AZS UW lepiej rozpoczął również drugą część meczu, rzucając 2 kolejne bramki. W 43. minucie łodzianie znów znaleźli się w bardzo trudnej sytuacji, przegrywając już 23:27. Gospodarze nie dawali jednak za wygraną i konsekwentnie odrabiali straty, aż 9 minut przed końcem wyszli na upragnione prowadzenie (30:29). Od tego momentu przyjezdnych stać było już najwyżej na wyrównywanie stanu meczu, ale w samej końcówce szala zwycięstwa przechylić mogła się jeszcze na każdą ze stron.

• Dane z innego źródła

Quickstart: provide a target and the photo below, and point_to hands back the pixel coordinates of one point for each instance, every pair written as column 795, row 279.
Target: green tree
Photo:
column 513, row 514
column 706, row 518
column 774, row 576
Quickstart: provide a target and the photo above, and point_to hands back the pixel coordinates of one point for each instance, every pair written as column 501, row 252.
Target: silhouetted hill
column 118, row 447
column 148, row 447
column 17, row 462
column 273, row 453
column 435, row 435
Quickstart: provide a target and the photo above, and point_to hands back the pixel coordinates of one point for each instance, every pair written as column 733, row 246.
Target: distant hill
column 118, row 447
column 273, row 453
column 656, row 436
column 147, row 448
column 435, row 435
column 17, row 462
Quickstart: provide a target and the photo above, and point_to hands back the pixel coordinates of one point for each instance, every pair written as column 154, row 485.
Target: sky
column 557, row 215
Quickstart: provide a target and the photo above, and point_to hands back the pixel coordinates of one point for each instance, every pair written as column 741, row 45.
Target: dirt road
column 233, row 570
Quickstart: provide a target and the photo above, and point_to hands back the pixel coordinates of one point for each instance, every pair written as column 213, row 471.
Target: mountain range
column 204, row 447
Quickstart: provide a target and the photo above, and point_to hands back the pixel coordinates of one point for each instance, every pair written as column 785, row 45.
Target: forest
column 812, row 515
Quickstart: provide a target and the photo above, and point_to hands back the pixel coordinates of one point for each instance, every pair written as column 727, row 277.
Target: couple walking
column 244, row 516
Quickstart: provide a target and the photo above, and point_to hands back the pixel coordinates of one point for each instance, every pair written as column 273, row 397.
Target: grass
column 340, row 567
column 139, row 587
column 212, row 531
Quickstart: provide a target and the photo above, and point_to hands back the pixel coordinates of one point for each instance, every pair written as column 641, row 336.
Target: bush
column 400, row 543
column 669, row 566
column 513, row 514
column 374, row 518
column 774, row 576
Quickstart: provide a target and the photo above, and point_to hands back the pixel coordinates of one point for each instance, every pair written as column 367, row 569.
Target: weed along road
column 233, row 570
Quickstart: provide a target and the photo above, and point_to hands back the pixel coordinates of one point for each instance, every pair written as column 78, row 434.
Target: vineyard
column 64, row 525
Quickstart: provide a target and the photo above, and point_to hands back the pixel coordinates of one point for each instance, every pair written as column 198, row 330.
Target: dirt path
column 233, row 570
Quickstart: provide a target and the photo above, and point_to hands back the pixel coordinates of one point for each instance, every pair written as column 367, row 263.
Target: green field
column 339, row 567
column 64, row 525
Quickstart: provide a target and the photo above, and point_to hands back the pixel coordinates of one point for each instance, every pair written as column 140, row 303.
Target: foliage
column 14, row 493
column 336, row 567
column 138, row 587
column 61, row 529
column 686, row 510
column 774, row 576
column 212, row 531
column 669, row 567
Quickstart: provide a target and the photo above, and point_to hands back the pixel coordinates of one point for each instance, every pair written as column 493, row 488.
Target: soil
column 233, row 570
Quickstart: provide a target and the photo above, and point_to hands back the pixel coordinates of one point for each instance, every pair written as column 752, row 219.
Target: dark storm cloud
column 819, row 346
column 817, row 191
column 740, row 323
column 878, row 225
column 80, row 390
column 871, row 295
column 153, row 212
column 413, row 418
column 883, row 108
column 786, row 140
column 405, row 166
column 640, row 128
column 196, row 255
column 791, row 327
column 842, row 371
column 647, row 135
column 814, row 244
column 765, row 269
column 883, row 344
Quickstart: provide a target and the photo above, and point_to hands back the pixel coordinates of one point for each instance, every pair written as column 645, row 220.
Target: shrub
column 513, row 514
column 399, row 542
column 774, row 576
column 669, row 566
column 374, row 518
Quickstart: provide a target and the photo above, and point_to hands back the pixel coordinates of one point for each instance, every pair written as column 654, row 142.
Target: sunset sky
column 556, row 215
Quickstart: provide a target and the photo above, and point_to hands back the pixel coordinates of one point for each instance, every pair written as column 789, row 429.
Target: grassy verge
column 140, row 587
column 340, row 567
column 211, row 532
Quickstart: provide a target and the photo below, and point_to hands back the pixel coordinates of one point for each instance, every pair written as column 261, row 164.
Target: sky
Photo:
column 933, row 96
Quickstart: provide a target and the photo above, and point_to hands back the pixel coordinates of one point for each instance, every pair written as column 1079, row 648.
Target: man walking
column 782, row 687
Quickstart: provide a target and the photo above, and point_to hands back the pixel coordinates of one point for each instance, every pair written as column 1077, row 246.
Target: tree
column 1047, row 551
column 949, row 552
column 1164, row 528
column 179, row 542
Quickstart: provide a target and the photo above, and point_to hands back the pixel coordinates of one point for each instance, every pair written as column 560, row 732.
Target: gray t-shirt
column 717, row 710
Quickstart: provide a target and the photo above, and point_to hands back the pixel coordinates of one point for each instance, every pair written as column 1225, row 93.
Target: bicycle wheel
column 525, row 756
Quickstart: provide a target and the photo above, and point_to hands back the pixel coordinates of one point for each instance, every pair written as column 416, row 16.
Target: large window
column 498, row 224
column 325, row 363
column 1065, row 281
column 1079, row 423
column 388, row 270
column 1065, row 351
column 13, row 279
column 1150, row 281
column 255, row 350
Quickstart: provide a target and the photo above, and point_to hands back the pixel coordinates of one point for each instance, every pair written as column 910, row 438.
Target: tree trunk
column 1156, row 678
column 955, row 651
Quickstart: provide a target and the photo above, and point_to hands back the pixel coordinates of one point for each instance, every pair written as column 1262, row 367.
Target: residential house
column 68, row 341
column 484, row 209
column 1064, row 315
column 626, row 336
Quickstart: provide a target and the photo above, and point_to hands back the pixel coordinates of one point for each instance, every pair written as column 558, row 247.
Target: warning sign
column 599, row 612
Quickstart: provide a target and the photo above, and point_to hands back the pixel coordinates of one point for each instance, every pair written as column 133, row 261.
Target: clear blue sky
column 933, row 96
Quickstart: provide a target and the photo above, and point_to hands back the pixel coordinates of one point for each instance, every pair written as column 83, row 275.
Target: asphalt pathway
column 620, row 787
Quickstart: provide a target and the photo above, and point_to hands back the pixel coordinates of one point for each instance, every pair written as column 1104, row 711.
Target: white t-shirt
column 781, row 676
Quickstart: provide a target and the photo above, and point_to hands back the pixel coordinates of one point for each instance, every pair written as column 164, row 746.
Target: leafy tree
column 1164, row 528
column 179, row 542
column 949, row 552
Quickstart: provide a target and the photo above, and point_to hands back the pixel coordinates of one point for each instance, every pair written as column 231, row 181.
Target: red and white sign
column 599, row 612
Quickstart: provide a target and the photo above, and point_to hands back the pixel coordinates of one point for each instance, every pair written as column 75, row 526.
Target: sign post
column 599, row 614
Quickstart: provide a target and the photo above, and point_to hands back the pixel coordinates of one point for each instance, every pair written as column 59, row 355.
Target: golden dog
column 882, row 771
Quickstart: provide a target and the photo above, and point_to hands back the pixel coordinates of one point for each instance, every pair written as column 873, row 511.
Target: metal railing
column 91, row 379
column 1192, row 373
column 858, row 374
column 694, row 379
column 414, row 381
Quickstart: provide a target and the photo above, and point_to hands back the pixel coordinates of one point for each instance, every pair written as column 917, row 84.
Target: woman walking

CZYTAJ TEŻ: GROT BUDOWLANI ŁÓDŹ NA FALI
Przy remisie 33:33 na półtorej minuty przed końcem gospodarze mieli piłkę w rękach, a po faulu na szarżującym przed polem karnym Patryku Barze rzut wolny. Długie rozgrywanie zaowocowało jednak stratą i to gości mogli zdobyć bramkę na wagę zwycięstwa. Po rzucie Roberta Targońskiego na 8 (!) sekund przed ostatnim gwizdkiem piłka trafiła jednak w poprzeczkę i długo górą wracała w boisko, ale przejęli ją łodzianie i ruszyli z rozpaczliwą kontrą ostatniej szansy.
Szczęście było tego dnia po ich stronie. Po faulu na pędzącym w stronę bramki Konradzie Czechu w chwili sędziowie podyktowali rzut karny dla gospodarzy dokładnie w chwili zakończenia regulaminowego czasu gry. Arbitrzy mogą tak zrobić w ostatnich 30 sekundach meczu, nawet jeśli przewinienie nie nastąpiło w polu karnym, ale nieprzepisowo zatrzymany został zawodnik, który miał szansę zdobyć bramkę. Tak właśnie było w tym wypadku, a rzut z linii siedmiu metrów na decydującą bramkę zamienił Bara.
– To był bardzo ważny mecz dla układu tabeli, dlatego cieszymy się, że po takich emocjach udało się zrobić kolejny krok w kierunku awansu – podkreślił zadowolony po zwycięskiej wojnie nerwów Adam Tondys, prezes klubu. Łodzianie odnieśli 13. zwycięstwo w 14 meczach ligowych i umocnili się na pierwszym miejscu w tabeli grupy C pierwszej ligi piłki ręcznej. Nad ekipą ze stolicy mają już 7 punktów przewagi, a nad trzecim Jurandem Ciechanów, który rozegrał mecz mniej, 8.
Skład Grot Anilany Łódź: Eryk Pisarkiewicz (B), Bartosz Marciniak (B) – Marcel Kamiński, Konrad Czech, Jakub Winiarski, Szymon Krajewski, Damian Wawrzyniak, Dawid Trzeciak, Dawid Jakubiec, Filip Węgliński, Kamil Katusza, Patryk Bara, Tomasz Wojciechowski, Adrian Kucharski, Kacper Palutkiewicz, Bartosz Pawlak.